A U.S. defeat would have enhanced Japan's naval superiority in the Pacific. Instead, the U.S. sank four Japanese aircraft carriers and snatched the military advantage from Tokyo.
Next week marks the 65th anniversary of the three-day battle that changed the course of World War II. Three Midway veterans in their 80s and 90s and the current Pacific Fleet commander will visit the island 1,300 miles northwest of Honolulu tomorrow for a ceremony hosted by the U.S. Fish and Wildlife Service, which today runs a nature reserve on the atoll.
"Americans like underdogs, and here we are underdogs," said Donald Goldstein, a University of Pittsburgh history professor. "I think that's what made it so good — that we shouldn't have won and we did."
The victory came after a string of U.S. setbacks in the Pacific.
Japanese forces ousted the U.S. from Wake Island, Guam and the Philippines in rapid succession in the months after Pearl Harbor. Japan also drove the British, U.S. allies, from Singapore.
By targeting Midway, the Japanese navy aimed to take control of the U.S. patrol plane base there and destroy what was left of the U.S. Pacific Fleet. Conquering the island was a way to protect the Japanese homeland from U.S. air raids and prevent the U.S. from interfering with Tokyo's plans to dominate the Asia-Pacific.
The U.S. thwarted Japan's intentions with a mixture of codebreaking, smart decisions and luck.
The Navy's intelligence experts deciphered encrypted Japanese communications, giving Adm. Chester Nimitz, the U.S. Pacific Fleet commander, the precise time of the planned assault and what route Japan's ships would travel to Midway. He was also given notice of what vessels Japan would bring to the battle.
Both nations lost dozens of fighter jets, dive bombers and torpedo planes as they each sought to sink the other's aircraft carriers.
But the Americans had the benefit of knowing roughly where at sea their Japanese opponents were and how many ships their enemies had. Japan's commanders were forced to guess about their foes.
The U.S. lost one carrier, 145 planes and 307 men.
Japan lost four aircraft carriers, a heavy cruiser, three destroyers, 291 planes and 4,800 men. The defeat was so overwhelming that the Japanese navy kept the details a closely guarded secret, preventing the story of the battle from coming to light in Japan until after the war.
Goldstein, the co-author of "Miracle at Midway," said Japan's military never recovered from the loss because its industrial sector was unable to manufacture replacement aircraft carriers quickly enough to retake the advantage.

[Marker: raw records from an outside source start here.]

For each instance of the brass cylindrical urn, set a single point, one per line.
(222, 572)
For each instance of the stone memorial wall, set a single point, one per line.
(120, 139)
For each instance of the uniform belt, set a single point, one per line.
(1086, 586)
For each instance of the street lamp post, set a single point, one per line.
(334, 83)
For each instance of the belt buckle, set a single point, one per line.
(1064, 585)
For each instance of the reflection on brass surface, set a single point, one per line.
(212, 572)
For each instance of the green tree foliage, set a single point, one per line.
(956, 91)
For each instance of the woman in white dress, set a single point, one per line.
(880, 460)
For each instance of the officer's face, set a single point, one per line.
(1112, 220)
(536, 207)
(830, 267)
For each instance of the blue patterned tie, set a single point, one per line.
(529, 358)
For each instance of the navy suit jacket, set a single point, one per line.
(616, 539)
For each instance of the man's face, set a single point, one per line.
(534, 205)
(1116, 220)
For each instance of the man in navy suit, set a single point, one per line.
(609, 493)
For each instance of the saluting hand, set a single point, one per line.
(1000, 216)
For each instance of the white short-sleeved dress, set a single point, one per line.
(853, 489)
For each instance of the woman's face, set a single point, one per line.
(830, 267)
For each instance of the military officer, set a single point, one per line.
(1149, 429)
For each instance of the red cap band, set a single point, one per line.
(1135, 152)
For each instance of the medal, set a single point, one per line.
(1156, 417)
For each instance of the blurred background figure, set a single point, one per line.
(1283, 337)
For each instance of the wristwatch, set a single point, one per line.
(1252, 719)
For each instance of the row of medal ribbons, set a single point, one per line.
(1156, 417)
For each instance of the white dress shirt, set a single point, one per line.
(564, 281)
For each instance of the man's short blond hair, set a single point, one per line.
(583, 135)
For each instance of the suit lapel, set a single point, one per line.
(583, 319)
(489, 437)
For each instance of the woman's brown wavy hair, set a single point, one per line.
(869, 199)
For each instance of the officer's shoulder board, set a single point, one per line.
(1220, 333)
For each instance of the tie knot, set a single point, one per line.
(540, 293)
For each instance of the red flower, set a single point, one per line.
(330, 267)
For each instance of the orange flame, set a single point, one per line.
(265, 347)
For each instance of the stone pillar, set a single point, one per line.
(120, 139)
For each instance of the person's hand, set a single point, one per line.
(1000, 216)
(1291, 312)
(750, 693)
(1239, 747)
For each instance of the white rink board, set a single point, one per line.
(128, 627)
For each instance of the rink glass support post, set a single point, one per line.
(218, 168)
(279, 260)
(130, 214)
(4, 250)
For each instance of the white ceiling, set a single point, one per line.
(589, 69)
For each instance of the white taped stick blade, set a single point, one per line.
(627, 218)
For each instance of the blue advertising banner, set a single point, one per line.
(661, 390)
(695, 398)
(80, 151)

Over the next three years, U.S. forces moved increasingly westward after hard-fought battles to deny Japan access to Guadalcanal and to retake Guam. The island-hopping led the U.S. to Iwo Jima and Okinawa before Japan surrendered after the atomic bombings of Hiroshima and Nagasaki in 1945.
"Midway made it possible for us to take the offense. Before that it had been all defense," Goldstein said.
The Navy handed the two islets that make up Midway — Sand and Eastern islands — over to the Fish and Wildlife Service in 1996. The agency has held commemorative ceremonies every year since, though the last major observation was for the 60th anniversary in 2002.
Midway enjoys quieter days today. Its primary residents are the hundreds of thousands of Laysan albatross, or "gooney birds" that have long nested there. Only a few dozen humans live on site to run the wildlife refuge.
The atoll is on the upper northwest end of the national marine monument President Bush created last June around the Northwestern Hawaiian Islands.
The nature reserve, known as the Papahanaumokuakea Marine National Monument, is home to endangered species like the Hawaiian monk seal and is the largest marine conservation area in the world.